A conexão entre o campo e a escola é uma das estratégias mais eficazes para promover a segurança alimentar e o desenvolvimento local. No Acre, essa ponte ainda precisa ser fortalecida. Dados da Pesquisa de Informações Básicas Municipais (Munic 2024), do IBGE, revelam que 55% dos municípios do Acre compram alimentos da agricultura familiar para merenda escolar por meio do Programa Nacional de Alimentação Escolar (PNAE). O percentual coloca o estado abaixo da média nacional, que é de 77%.
O Desempenho no PNAE e na Região Norte
O PNAE é uma das principais políticas públicas de segurança alimentar do país e determina que, no mínimo, 30% dos recursos repassados pelo Fundo Nacional de Desenvolvimento da Educação (FNDE) para a merenda escolar sejam investidos na compra direta de produtos da agricultura familiar.
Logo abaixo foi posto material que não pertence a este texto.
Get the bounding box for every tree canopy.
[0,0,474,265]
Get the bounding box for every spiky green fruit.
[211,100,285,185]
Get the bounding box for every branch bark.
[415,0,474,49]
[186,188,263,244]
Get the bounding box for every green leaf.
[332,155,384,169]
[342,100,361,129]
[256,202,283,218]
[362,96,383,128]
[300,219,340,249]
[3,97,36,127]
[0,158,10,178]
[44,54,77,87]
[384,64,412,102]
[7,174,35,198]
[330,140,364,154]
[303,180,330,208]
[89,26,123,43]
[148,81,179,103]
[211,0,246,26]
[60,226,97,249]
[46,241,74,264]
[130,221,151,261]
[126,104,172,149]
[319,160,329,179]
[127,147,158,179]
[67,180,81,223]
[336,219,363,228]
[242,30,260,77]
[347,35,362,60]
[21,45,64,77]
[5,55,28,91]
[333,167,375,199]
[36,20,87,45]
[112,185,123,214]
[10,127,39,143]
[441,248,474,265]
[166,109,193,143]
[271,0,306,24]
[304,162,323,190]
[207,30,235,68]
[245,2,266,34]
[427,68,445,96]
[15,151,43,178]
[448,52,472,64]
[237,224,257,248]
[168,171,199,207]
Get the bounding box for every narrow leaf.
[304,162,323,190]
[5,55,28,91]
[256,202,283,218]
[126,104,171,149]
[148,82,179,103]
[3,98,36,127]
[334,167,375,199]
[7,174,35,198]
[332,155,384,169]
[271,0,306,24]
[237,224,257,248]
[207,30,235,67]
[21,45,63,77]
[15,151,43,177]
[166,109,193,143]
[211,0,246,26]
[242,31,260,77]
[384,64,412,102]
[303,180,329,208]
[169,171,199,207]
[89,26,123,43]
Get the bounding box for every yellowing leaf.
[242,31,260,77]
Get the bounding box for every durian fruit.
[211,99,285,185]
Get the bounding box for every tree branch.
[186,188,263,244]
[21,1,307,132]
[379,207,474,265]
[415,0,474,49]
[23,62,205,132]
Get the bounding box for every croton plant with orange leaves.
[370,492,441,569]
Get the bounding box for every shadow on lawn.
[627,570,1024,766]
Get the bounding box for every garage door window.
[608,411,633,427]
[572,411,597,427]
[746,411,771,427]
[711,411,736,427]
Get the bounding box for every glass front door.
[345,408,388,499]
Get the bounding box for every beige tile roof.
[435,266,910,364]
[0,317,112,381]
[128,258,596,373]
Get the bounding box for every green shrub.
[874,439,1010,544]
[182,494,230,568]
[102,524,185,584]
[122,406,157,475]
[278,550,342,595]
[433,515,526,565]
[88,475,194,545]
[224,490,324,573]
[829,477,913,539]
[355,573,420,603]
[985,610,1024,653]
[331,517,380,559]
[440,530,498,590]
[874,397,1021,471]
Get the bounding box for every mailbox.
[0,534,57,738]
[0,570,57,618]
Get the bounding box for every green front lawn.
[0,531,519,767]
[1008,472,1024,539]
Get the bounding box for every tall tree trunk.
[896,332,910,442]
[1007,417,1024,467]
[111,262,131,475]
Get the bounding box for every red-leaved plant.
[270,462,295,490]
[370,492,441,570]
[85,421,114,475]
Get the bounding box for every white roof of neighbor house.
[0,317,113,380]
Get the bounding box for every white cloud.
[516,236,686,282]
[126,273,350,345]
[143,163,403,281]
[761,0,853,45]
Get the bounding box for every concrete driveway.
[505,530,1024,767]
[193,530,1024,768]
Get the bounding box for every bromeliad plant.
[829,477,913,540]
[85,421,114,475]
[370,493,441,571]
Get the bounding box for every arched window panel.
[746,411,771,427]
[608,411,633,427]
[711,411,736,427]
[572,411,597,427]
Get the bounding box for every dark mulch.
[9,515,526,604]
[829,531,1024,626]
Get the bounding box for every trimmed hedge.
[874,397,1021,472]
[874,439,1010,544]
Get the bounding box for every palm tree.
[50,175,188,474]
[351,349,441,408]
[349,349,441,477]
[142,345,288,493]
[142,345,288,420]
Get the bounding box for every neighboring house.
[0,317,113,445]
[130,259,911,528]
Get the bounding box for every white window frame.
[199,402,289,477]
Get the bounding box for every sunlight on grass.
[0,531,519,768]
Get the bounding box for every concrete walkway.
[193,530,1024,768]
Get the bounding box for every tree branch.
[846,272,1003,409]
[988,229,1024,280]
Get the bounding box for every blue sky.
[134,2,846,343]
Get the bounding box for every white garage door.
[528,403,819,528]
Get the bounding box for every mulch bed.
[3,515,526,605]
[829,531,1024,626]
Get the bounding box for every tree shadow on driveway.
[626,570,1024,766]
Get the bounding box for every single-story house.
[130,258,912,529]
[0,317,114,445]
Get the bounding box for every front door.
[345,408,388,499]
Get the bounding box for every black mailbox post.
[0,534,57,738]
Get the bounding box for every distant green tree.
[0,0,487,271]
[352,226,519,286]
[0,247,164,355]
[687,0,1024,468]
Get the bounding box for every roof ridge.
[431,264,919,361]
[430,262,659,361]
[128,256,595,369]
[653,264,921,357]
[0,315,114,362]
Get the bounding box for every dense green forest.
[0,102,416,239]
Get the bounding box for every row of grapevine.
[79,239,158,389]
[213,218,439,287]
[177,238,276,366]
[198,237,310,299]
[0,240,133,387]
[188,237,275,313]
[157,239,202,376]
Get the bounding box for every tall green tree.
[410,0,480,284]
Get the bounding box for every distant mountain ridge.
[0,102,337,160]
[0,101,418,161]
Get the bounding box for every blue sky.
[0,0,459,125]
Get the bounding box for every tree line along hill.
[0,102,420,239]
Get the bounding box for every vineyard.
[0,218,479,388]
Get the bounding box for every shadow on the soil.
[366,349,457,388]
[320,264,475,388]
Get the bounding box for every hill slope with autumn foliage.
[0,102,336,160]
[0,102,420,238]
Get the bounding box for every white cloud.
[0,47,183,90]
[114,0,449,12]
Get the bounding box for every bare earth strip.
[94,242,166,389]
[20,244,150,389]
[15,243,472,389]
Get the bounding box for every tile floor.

A partir de 2026, esse percentual mínimo tem previsão legal de aumento para 45%, o que torna ainda mais urgente a adequação dos municípios.
O índice acreano de 55% de adesão significa que pouco mais da metade das prefeituras do estado utilizam esse mecanismo. Na região Norte, o Acre fica atrás de estados como Amazonas (79%) e Tocantins (76%), que apresentam índices superiores. A informação de que apenas 55% dos municípios do Acre compram alimentos da agricultura familiar para merenda escolar indica um potencial de crescimento e a necessidade de incentivo e suporte técnico para que mais cidades ingressem no programa.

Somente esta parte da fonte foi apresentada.